Lloyds chooses court in HBOS merger case as it rejects shareholder’s £500m settlement offer

HBOSEdinburgh-based Lloyds Banking Group has rejected a last-ditch bid to settle a legal claim over the disastrous merger that created Britain’s biggest high street lender, days before the high profile trial kicks off.

On the eve of the case that will see appearances from some of the UK’s most prominent financiers, Sky News has reported that the Lloyds Shareholder Action Group (LSAG), which is said to be seeking damages of about £600m, last week told the bank that it would abandon its claim in exchange for a payment of roughly £500m.

However, according to the broadcaster’s reports, Lloyds rejected out-of-hand the offer from Harcus Sinclair, the law firm acting for the claimant group of 6,000 former Lloyds TSB investors.

Lloyds Banking GroupThe prospects of a further settlement proposal being tabled before the trial is due to start on Wednesday are “slim”, said a person close to the situation.



Lloyds TSB shareholders claim they were “duped” into buying HBOS, and without a pre-trial deal, their case will be one of the most significant pieces of litigation to emerge from the British banking crisis.

It comes after a similar case relating to the contemporaneous collapse of Royal Bank of Scotland was averted by a last minute settlement.

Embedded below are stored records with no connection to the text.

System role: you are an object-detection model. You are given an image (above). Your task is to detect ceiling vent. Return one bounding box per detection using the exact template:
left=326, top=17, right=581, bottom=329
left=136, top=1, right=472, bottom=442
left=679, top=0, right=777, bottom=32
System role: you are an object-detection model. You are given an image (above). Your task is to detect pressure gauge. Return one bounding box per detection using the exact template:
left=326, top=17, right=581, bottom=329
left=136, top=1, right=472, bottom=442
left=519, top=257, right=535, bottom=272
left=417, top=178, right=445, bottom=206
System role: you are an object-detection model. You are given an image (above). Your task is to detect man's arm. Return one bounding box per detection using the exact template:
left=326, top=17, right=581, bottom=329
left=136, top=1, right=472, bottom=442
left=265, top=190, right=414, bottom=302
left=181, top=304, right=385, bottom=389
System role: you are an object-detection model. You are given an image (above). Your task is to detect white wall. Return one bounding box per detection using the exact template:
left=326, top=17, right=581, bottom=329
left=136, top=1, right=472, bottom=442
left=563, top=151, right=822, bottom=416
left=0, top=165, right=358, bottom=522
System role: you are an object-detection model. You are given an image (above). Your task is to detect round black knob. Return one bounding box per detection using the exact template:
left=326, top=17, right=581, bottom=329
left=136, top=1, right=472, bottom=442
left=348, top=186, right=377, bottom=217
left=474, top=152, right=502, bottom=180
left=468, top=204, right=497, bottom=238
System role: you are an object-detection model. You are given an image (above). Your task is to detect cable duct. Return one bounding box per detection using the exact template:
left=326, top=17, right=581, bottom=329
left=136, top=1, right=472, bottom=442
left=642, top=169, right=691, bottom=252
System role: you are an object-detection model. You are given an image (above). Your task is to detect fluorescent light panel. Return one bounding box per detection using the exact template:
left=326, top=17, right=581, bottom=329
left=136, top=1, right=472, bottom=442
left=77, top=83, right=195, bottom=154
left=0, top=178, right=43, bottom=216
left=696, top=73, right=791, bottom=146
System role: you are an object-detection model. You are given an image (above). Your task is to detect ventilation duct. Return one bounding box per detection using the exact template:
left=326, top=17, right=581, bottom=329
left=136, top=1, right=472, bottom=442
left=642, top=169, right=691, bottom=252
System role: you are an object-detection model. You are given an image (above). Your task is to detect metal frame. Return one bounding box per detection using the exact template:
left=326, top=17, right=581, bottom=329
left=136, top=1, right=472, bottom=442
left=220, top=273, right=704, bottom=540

That trial would have seen Fred Goodwin, the bank’s former boss, take the stand.

A Lloyds trailwill see former executives including Eric Daniels, the chief executive who steered Lloyds TSB through the merger, and Sir Victor Blank, the then chairman, among those cross-examined as defendants.

Sir Hector Sants, the former chief executive of the Financial Services Authority, is understood to have agreed to give evidence in private.

In a statement issued to Sky News, Paul Sanders, chairman of the committee of LSAG, declined to comment on the settlement proposal, but added: “These are more dirty tricks.

“Lloyds’ top brass had hoped that we would go away and that we wouldn’t have the means to bring this David and Goliath case to trial.

“Well here we are and at long last, and the directors and the bank itself, which is continuing to defend their ex-directors and footing their huge legal bills, will be forced to account for their failures towards their own shareholders.”

In the Lloyds case, roughly 300 of the claimant group are institutional investors such as pension funds.

Their lawsuit argues that the directors of Lloyds TSB breached their duties to shareholders by recommending the takeover of HBOS without disclosing either a £10bn loan facility from the acquiring bank to its merger partner or “covert funding” from the UK and US central banks.

“In particular, the claim asserts that the acquisition of HBOS was a very bad deal for the shareholders of Lloyds because exchanging 0.605 Lloyds shares for each HBOS share constituted a gross over-valuation of HBOS’s share capital and resulted in the share capital of the Lloyds shareholders being excessively diluted,” an LSAG statement issued on Monday said.

“Furthermore, it was a breach of the directors’ duties to the Lloyds shareholders for the directors of Lloyds to recommend the acquisition at the EGM on what they knew to be incomplete and misleading information, statements and advice.”

The trial could shed fresh light on the extent to which Labour government ministers and regulators were involved in orchestrating the deal, following a now-infamous encounter between Sir Victor and Gordon Brown shortly before the merger was announced.

As the scale of HBOS’ loan losses emerged in the wake of the merger, British taxpayers were forced to pump in more than £20bn to keep the combined entity afloat.

Sir Victor stepped down within months of the deal, and the Government was left holding at least part of its 43 per cent stake until as recently as this year.

A spokeswoman for Lloyds said the action group’s claim had “no merit” and “would be defended vigorously”.